Desafio – Se adotar uma criança sozinho já é um desafio para qualquer pessoa, seja homem ou mulher, adotar uma criança com deficiência é ainda mais complexo. Mas nada fez o técnico em enfermagem José Ubiratan Vieira Cavalcanti mudar de ideia. “Foi amor à primeira vista”, disse. Ele conheceu Victor Emanuel enquanto fazia trabalho voluntário em um orfanato e desde o primeiro encontro não conseguiu mais se ver longe do menino, que então tinha sete anos. Victor tem paralisia cerebral, não enxerga e há algum tempo se alimenta apenas por meio de sonda abdominal. “O amor não encontra razões quando quer realizar algo. Eu não vejo defeitos no meu filhinho. Ele brinca, expressa emoções, sorri e me chama de ‘Bibi’”, contou emocionado. “Todas as crianças que ficavam com ele na enfermaria do abrigo já faleceram. Tenho certeza que é o amor e o carinho que o mantém vivo”, completou.

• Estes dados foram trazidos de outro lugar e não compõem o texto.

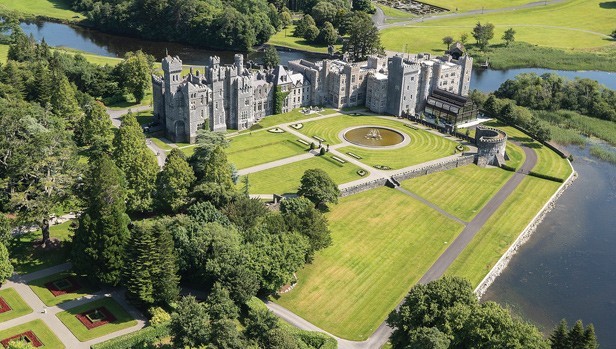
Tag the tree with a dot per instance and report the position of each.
(271, 58)
(328, 34)
(134, 73)
(6, 268)
(137, 162)
(509, 36)
(190, 324)
(318, 187)
(102, 233)
(364, 37)
(558, 338)
(173, 183)
(483, 34)
(448, 40)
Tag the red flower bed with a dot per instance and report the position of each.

Ubiratan conta que pensou que, por ser homem e solteiro, teria dificuldades para adotar Victor. “Na Justiça foi rápido. Pensei que ia sofrer preconceito, mas nada disso aconteceu. Logo ganhei a guarda de Victor e dei para ele o meu sobrenome. Se eu tivesse mais condições financeiras, adotaria mais crianças. Crianças que ninguém quer, como as com deficiências, as difíceis e as mais velhas”, afirmou.

Regras – Com a alteração do Código Civil, todas as pessoas com mais de 18 anos podem adotar uma criança ou adolescente. A restrição é que o adotado deve ser 16 anos mais novo que o adotante. O processo de adoção para os solteiros demora o mesmo tempo que para os casais. Para se candidatar, basta ir a um Fórum de sua cidade, com a identidade e um comprovante de residência, e abrir um processo de habilitação para adoção. Os documentos exigidos variam de Vara para Vara.

Além de preencher alguns formulários, estão previstas entrevistas para avaliação psicossocial do adotante. Na entrevista, o pretendente a pai preencherá a ficha de triagem onde poderá solicitar o tipo físico, idade e sexo da criança. Com o processo sendo aprovado, o interessado estará habilitado para adoção e fará parte de uma lista, junto ao Cadastro Nacional de Adoção. Quanto menor o número de restrições nas características da criança desejada, menor o tempo de espera. Escolhida a criança, dá-se início a um processo de adoção propriamente dito.

No Distrito Federal, em 2014, mais de 20 crianças foram adotadas por homens solteiros. Em 2015 aconteceu apenas uma adoção. Em 2016 ainda nenhuma. “Os homens solteiros não acreditam que um juiz irá deferir a guarda de uma criança para ele. Eles não conhecem as regras. Há muita desinformação. Por isso os números são baixos”, destacou Walter Gomes de Souza, supervisor da área de adoção da Vara de Infância e Juventude do Distrito Federal. “Ser homem ou mulher não faz diferença. O que importa é o bem-estar da criança e o vínculo criado com o adotante”, completou.